El Apóstol Pablo nos recuerda acerca de nuestra gran oportunidad de seguir el ejemplo de Jesús. El nos dice (Filipenses 2:14, 15): “Haced todas las cosas sin murmuraciones ni contiendas; para que seáis irreprensibles y sencillos, hijos de Dios sin tacha, en medio de una generación torcida y perversa, entre quienes resplandecéis, como lumbreras celestiales, en el mundo.” Si deseamos ser irreprensibles y sencillos en nuestra experiencia presente debemos corregir nuestro punto de vista tanto de nosotros mismos como de los demás.

Un estudioso de la Christian Science a quien se le habían hecho insoportables tanto la crítica como las habladurías halló muy efectivo cada vez que se sentía tentado a criticar el declarar instantáneamente: “¡El hombre no es culpable!” Mrs. Eddy escribe (No y Sí, pág. 8): “Debemos esforzarnos por ser pacientes, fieles y caritativos para con todos. A este pequeño esfuerzo agreguemos un privilegio más,— a saber: el silencio, cuando pueda substituir la censura.”

Recordando la inculpabilidad del ser verdadero como la manifestación del Ser Divino infalible, podemos asegurarnos silenciosamente cuando nos sentimos tentados de pensar o hablar mal: “No soy culpable del deseo de juzgar a mi hermano injustamente.”

La autocondenación es igualmente indeseable. Sin duda deberíamos exponer y eliminar los errores en la consciencia humana, mas nunca con la sensación como si pertenecieran a nuestra verdadera identidad. La desestimación propia origina de un concepto falso de uno mismo como mortal, inadecuado e imperfecto. La verdadera estimación propia avalúa correctamente nuestro ser individual como el reflejo de Dios, el Alma.

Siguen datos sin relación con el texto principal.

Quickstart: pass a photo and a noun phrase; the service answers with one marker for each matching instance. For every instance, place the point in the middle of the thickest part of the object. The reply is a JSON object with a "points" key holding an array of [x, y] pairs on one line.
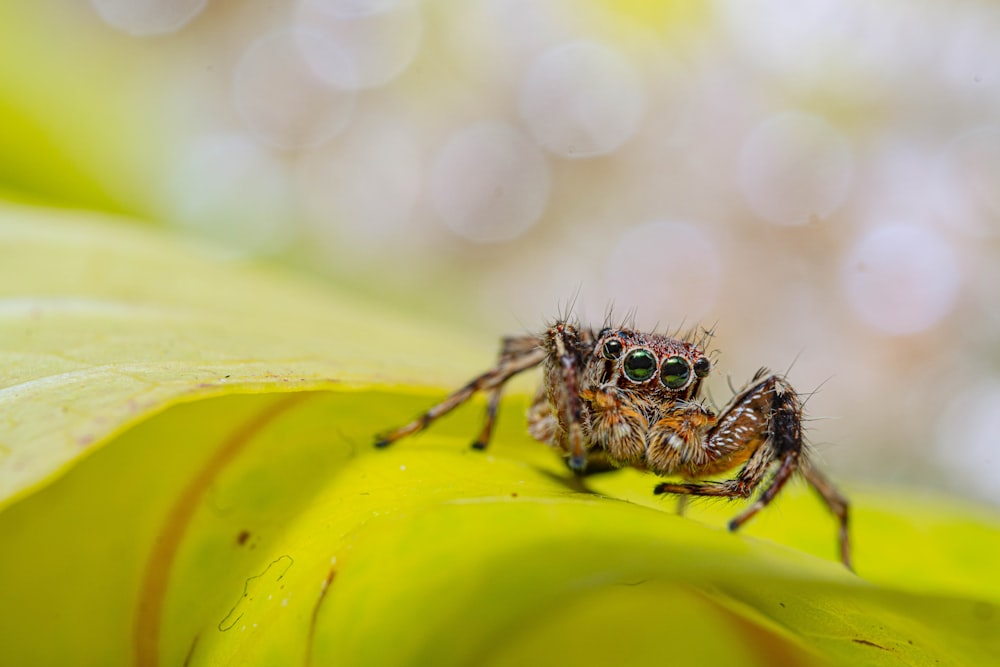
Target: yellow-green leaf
{"points": [[187, 477]]}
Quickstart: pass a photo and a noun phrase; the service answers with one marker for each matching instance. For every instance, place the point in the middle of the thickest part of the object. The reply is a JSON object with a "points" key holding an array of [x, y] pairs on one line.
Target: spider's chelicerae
{"points": [[619, 397]]}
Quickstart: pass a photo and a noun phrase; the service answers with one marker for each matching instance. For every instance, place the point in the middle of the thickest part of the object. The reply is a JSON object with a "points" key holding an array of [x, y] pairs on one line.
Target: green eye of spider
{"points": [[674, 372], [639, 365], [612, 349]]}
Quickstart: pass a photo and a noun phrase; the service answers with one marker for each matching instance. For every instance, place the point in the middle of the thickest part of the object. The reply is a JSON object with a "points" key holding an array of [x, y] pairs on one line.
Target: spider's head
{"points": [[652, 362]]}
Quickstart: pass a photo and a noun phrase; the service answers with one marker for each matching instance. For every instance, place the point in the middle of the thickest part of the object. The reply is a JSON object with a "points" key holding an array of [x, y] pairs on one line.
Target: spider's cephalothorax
{"points": [[620, 397]]}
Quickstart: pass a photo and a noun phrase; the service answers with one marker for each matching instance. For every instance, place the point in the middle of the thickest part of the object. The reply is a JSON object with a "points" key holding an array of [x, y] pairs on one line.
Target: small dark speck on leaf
{"points": [[865, 642]]}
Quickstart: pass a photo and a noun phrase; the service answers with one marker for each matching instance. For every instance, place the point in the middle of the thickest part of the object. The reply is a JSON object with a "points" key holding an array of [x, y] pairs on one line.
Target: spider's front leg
{"points": [[761, 427], [517, 355]]}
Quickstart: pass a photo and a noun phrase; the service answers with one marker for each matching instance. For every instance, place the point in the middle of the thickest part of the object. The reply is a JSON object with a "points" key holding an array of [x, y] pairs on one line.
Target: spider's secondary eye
{"points": [[613, 349], [674, 372], [639, 365]]}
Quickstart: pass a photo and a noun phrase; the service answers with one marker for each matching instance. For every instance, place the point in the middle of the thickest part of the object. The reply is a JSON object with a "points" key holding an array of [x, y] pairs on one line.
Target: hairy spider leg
{"points": [[562, 372], [513, 360], [492, 405], [835, 500], [779, 438]]}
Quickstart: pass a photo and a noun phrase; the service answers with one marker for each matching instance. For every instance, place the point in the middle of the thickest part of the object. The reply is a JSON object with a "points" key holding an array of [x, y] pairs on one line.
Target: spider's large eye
{"points": [[674, 372], [639, 365]]}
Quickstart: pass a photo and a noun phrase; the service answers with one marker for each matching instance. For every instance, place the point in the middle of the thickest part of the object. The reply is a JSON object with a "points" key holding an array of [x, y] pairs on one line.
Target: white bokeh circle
{"points": [[380, 37], [489, 182], [364, 192], [966, 438], [901, 279], [795, 167], [671, 269], [148, 17], [582, 99], [283, 99], [228, 187]]}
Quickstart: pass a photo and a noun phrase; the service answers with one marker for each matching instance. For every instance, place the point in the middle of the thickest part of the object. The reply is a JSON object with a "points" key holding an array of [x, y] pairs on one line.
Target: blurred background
{"points": [[819, 181]]}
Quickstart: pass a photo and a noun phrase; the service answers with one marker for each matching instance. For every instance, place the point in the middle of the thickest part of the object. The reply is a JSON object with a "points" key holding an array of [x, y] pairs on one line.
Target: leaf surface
{"points": [[187, 477]]}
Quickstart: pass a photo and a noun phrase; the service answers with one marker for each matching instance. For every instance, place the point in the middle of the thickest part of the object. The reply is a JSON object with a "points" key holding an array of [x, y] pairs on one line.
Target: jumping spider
{"points": [[620, 397]]}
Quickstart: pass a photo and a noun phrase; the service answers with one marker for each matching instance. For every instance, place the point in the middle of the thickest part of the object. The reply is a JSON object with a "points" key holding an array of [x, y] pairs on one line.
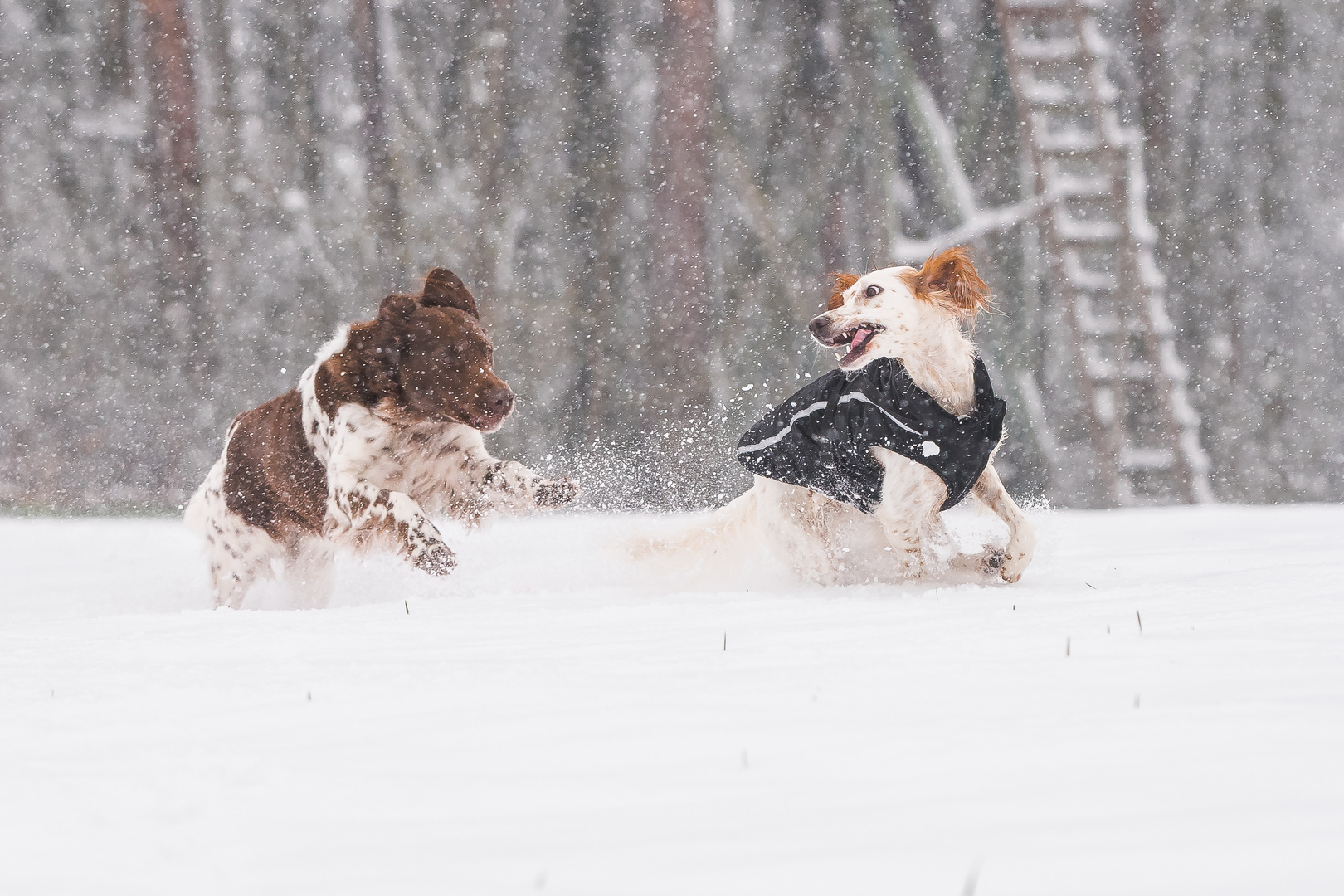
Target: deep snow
{"points": [[553, 719]]}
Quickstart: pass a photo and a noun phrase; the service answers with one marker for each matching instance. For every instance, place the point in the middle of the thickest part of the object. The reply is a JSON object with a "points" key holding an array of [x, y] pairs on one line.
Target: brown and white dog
{"points": [[383, 427], [918, 316]]}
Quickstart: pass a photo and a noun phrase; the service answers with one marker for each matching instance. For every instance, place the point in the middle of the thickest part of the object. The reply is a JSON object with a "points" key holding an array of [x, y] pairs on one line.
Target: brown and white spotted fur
{"points": [[382, 430], [917, 316]]}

El hombre que Dios ha creado no está sujeto a la condenación de las leyes materiales falsas o las teorías médicas. No puede ser la víctima de las descripciones de síntomas que llenan de temor. Como reflejo de la Vida, Dios, el hombre no está sujeto a la enfermedad, el dolor y el sufrimiento. Es invariable y permanentemente armonioso, sano, valiente y libre.

En el reino de Dios, el Amor divino, no existe nada que pueda ser condenado, ni el deseo de condenar, ni el temor de la condenación. El Amor infinito no incluye el mal. El odio, los celos y la irresponsabilidad que engendran la crítica no hallan morada en la consciencia iluminada con el resplandor del Amor universal.

Recordemos las palabras de Pablo (Efesios 1:3, 4): “Bendito sea el Dios y Padre de nuestro Señor Jesucristo, el cual nos ha bendecido en Cristo con toda suerte de bendiciones espirituales, en las regiones celestiales; según nos escogió en él antes de la fundación del mundo, para que fuésemos santos e irreprensibles delante de él.”